Common Misconceptions

"Agents are just chatbots with tools." The autonomous loop -- deciding what to do next, handling failures, maintaining state across many steps -- is qualitatively different from single-turn tool-augmented chat.

"Agents can do anything a human can." Current agents are brittle on tasks requiring common sense, creative judgment, or recovery from novel failure modes. They work best within well-defined domains with clear feedback signals.

"More autonomy is always better." Highly autonomous agents can go badly wrong in hard-to-predict ways. The most effective production systems often use "human-in-the-loop" designs where the agent handles routine steps and escalates to humans for critical decisions.

"Agent = single LLM." Production agents typically involve multiple LLM calls with different prompts, temperatures, and even different models for different stages (a fast model for routing, a powerful model for reasoning).

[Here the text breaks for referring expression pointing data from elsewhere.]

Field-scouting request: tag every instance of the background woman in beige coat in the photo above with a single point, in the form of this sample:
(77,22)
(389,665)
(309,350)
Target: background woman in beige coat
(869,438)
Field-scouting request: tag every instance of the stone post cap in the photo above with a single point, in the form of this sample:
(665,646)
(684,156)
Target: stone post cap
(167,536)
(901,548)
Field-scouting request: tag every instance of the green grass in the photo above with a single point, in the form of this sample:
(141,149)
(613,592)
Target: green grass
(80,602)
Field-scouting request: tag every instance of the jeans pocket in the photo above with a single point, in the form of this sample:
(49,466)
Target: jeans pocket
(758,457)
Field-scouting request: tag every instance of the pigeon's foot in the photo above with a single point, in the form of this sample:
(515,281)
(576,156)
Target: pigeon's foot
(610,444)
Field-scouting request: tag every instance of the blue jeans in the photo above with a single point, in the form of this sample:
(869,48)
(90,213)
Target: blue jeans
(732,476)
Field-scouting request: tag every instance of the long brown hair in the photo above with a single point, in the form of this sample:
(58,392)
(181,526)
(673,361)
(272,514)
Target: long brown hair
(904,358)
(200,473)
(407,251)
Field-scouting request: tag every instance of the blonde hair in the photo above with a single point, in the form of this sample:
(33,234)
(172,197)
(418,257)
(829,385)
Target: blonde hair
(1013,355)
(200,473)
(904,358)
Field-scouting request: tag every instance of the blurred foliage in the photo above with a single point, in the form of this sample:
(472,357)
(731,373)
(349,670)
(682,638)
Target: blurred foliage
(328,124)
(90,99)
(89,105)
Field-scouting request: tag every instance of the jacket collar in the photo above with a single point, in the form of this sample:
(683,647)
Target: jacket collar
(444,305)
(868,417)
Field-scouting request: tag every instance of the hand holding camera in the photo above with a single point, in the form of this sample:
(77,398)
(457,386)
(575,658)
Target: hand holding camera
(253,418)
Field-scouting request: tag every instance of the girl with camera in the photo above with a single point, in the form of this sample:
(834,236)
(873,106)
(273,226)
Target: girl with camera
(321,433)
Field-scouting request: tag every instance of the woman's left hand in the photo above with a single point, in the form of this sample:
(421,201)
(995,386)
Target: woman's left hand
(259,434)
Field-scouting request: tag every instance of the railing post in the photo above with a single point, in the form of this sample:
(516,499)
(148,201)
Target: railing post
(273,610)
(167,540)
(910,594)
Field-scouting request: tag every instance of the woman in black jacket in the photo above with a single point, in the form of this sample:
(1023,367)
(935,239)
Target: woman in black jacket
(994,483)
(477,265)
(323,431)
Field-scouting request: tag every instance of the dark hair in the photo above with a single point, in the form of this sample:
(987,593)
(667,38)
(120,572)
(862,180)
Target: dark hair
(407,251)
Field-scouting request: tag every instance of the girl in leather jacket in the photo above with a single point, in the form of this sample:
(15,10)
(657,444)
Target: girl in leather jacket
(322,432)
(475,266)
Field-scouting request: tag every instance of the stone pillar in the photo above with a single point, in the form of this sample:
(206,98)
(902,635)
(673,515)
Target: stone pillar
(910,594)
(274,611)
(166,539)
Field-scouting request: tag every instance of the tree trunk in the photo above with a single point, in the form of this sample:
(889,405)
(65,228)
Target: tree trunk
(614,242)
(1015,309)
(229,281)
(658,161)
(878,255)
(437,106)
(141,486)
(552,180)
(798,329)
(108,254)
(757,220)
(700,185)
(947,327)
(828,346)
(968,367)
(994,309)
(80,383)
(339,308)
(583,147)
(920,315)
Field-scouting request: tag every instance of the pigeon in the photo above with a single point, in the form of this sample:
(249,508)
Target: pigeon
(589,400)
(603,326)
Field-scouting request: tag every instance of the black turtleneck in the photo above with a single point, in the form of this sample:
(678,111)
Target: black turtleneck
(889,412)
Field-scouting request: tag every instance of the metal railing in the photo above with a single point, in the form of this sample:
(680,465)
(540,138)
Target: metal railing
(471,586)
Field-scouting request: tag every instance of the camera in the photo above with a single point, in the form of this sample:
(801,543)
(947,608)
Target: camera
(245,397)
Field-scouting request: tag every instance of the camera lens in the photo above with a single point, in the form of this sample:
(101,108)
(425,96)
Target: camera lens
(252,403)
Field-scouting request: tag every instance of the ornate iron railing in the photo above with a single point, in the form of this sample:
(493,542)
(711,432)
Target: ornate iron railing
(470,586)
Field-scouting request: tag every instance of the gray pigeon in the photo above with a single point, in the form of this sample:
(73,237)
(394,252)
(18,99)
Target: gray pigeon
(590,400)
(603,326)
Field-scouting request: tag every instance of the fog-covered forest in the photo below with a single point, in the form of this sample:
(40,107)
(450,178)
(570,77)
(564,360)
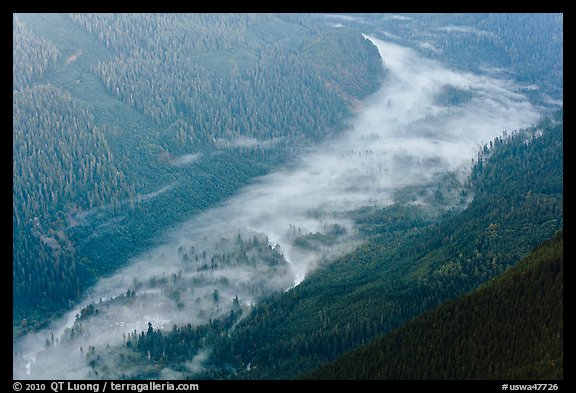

Connections to Other Concepts

  • function-calling.md: is the mechanism through which agents interact with their environment.
  • rag.md: provides agents with long-term memory and knowledge retrieval capabilities.
  • prompt-engineering.md: (especially chain-of-thought and system prompts) shapes how agents reason and plan.
  • structured-output.md: ensures reliable communication between the agent's reasoning and its tool invocations.
  • safety-by-design.md: become paramount when agents act autonomously -- misaligned goals combined with tool access can produce harmful outcomes.

Further Reading

  • Yao, S. et al. (2023). "ReAct: Synergizing Reasoning and Acting in Language Models." ICLR 2023. The paper that established the dominant reasoning-plus-acting agent pattern.
  • Wang, L. et al. (2024). "A Survey on Large Language Model Based Autonomous Agents." A comprehensive survey of agent architectures, capabilities, and evaluation.
  • Anthropic (2024). "Building Effective Agents." A practical guide to agent design patterns, failure modes, and best practices from production experience.
  • Anthropic (2024). "Model Context Protocol (MCP) Specification." The open standard for connecting LLMs to external tools and data sources.
  • Jimenez, C. et al. (2024). "SWE-bench: Can Language Models Resolve Real-World GitHub Issues?" The benchmark that catalyzed the coding agent revolution.
  • Xie, T. et al. (2024). "OSWorld: Benchmarking Multimodal Agents for Open-Ended Tasks in Real Computer Environments." Evaluation framework for computer-use agents.